The proceeds of the offering provides the working capital for our continued ramp up of production and also ensures timely if not accelerated pursuit of the 2 previously discussed permitting activities that are required for production growth and the efficiencies that come with that right away. That is of course the right away with the BLM and the related engineering and modifications of our water controlled permits. Those are the efforts that will contribute to not only the near-term but also the intermediate and longer-term production growth.
We also realize and continue to realize a very meaningful and strong expansion of the investor interest in our company, especially since September when we moved in to full production activities, but it’s coming both across the United States and in Europe. We had a number of investors from the UK participate in investing in the company for the first time and we also have a meaningful number of large institutional resource investors reaching out about scheduling site visits and visiting the mine now that we're into production. We feel that all of this bodes extremely well for strong capital appreciation as we ramp up and grow production here in the next 15 months.
The balance sheet overall is strong, not only in cash position for growth but also as of September 30, we had over $8 million in current assets on the balance sheet that excludes the money that was just raised of course, almost $21 million in essentially new property plan equipment and over [Technical Difficulty] in mineral rights.

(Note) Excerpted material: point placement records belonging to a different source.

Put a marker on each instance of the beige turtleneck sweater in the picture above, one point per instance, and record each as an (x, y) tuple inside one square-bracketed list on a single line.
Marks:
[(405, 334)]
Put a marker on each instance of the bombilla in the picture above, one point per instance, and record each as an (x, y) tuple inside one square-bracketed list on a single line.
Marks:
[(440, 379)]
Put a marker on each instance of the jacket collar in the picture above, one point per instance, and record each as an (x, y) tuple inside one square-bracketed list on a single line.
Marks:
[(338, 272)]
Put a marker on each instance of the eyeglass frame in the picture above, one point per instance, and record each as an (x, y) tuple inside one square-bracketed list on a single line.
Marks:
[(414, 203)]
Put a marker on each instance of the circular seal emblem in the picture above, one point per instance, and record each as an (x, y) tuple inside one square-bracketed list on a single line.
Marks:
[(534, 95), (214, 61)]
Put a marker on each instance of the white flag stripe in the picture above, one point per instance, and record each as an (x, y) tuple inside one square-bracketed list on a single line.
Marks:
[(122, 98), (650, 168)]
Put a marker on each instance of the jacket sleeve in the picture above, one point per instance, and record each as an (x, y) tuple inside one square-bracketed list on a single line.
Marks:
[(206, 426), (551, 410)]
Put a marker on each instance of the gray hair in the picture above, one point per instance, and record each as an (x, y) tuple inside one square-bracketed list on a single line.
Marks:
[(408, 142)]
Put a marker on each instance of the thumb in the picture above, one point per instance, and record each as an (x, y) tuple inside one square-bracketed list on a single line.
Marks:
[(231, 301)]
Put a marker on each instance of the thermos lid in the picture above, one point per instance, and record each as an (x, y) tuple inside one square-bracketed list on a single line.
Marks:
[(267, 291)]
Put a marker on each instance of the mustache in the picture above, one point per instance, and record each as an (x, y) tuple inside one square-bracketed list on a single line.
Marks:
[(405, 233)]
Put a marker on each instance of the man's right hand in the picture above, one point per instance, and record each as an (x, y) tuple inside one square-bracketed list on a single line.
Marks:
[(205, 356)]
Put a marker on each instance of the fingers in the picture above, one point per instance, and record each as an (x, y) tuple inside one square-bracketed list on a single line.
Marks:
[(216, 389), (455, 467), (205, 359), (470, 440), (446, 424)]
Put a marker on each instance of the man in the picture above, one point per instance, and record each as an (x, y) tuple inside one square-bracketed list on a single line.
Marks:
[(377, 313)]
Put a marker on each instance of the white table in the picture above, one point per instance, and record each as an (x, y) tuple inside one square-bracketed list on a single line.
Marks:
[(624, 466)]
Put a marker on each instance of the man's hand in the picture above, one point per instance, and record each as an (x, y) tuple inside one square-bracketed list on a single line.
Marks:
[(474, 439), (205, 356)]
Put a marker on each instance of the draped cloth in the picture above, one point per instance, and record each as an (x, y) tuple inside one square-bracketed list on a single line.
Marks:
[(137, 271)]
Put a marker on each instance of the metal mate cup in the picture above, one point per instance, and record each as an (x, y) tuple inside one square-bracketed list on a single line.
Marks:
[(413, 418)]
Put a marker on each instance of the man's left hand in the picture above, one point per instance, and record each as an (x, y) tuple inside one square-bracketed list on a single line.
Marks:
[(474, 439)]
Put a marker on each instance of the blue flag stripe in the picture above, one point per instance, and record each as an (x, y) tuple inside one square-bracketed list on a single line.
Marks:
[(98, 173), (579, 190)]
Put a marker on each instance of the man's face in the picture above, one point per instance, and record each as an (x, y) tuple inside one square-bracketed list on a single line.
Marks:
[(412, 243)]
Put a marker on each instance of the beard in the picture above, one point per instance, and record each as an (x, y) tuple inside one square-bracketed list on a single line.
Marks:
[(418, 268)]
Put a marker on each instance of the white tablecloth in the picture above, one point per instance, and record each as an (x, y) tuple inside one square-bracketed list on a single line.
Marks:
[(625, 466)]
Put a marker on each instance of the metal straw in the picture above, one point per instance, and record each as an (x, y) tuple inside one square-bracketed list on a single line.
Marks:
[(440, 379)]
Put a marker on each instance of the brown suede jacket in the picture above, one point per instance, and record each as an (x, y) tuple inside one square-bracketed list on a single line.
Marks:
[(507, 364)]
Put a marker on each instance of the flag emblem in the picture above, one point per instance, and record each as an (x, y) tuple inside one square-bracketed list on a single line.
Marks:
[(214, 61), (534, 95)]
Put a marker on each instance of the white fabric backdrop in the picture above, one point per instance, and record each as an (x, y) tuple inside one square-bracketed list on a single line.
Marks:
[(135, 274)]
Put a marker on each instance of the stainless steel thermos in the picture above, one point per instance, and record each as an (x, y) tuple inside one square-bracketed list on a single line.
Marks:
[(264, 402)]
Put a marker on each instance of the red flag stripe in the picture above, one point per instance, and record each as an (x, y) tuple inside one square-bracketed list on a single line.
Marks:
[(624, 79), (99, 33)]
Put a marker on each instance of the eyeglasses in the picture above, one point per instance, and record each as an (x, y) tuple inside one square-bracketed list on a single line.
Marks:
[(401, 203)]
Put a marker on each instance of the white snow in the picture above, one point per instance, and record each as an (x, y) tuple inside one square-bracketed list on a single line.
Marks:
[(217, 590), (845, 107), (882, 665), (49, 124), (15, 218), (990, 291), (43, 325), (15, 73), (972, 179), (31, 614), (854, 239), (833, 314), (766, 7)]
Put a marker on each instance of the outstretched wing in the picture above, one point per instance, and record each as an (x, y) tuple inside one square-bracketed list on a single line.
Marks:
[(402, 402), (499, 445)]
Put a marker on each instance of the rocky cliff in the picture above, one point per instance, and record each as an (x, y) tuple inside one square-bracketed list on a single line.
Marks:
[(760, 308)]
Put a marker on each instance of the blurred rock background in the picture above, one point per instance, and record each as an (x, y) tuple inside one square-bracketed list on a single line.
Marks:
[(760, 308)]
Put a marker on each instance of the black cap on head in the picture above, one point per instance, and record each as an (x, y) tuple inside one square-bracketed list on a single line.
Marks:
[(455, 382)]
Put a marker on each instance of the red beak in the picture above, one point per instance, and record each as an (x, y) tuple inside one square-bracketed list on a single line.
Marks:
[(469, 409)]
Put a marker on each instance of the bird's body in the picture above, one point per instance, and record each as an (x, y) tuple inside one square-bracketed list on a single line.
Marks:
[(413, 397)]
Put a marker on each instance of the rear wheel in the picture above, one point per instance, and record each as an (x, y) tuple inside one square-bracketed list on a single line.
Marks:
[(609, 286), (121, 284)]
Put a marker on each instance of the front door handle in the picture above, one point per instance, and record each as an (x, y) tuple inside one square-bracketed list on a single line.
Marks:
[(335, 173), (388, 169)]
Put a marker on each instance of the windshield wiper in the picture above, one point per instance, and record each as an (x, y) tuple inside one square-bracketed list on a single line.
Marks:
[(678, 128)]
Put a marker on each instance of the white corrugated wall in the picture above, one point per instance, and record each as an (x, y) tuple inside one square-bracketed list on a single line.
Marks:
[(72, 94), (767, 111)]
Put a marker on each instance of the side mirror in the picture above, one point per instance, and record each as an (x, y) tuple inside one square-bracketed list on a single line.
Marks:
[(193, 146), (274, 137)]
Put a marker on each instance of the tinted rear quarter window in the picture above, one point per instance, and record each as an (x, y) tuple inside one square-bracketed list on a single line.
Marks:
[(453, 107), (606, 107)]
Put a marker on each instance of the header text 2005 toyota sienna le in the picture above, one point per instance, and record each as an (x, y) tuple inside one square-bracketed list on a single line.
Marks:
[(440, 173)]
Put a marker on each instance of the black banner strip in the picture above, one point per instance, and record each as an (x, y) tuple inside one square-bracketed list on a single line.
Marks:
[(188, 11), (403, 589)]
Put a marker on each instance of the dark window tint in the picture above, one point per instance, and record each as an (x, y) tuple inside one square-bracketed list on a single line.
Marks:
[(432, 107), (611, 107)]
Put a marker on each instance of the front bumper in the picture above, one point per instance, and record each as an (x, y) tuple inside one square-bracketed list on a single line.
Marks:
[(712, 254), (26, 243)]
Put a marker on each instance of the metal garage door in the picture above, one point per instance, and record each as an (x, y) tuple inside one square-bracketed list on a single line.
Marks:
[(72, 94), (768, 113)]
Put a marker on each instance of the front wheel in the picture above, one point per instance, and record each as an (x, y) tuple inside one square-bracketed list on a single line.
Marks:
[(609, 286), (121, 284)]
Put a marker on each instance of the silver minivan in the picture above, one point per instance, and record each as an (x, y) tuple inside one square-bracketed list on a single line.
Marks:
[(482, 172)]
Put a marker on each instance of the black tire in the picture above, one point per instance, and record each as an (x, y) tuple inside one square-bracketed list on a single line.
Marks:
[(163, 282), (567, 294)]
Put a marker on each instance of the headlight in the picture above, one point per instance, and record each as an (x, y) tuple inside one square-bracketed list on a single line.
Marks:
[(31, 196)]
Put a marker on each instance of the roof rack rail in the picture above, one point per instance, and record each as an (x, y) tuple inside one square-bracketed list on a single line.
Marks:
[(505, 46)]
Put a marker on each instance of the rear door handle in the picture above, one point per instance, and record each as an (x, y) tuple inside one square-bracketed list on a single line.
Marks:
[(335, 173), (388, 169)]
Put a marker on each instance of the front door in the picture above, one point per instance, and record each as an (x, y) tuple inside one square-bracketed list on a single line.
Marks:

We feel that 2013 will be an outstanding for year for gold and silver, but it may not be so outstanding for any of the junior producers, in fact now [Technical Difficulty] just this past Saturday at the Hard Assets Conference, many of the industry experts were predicting some very difficult time for junior mining companies. I think one fellow was even saying that a majority of the junior exploration or non-producing mining companies on the TSX will most likely die within the next 15 months.
The problem is that there is just too many unfunded difficult projects with low grade and no real [indiscernible] prospects. Also, there is a tremendous amount of focus including from the Canadians for near-term production and cash flow to invest in. The companies, without that, they were saying at the conference will certainly struggle if not die over the next 12 to 15 months.
That said, they were talking only about investing in companies that have minerals, money and management. From our perspective, we feel extremely well positioned and we are looking very, very much forward to ramping up this growth and this production here in the next months and throughout 2013.
So in closing let me just say that we are focused and committed to stabilizing and growing our cash flow while we continue to optimize our permitted footprint, expand our resource, establish mine plans for both expansions and develop the Comstock load in new responsible ways that present incredible economic opportunities for all of us. I think with that point Naomi, we should turn it to the Q&A.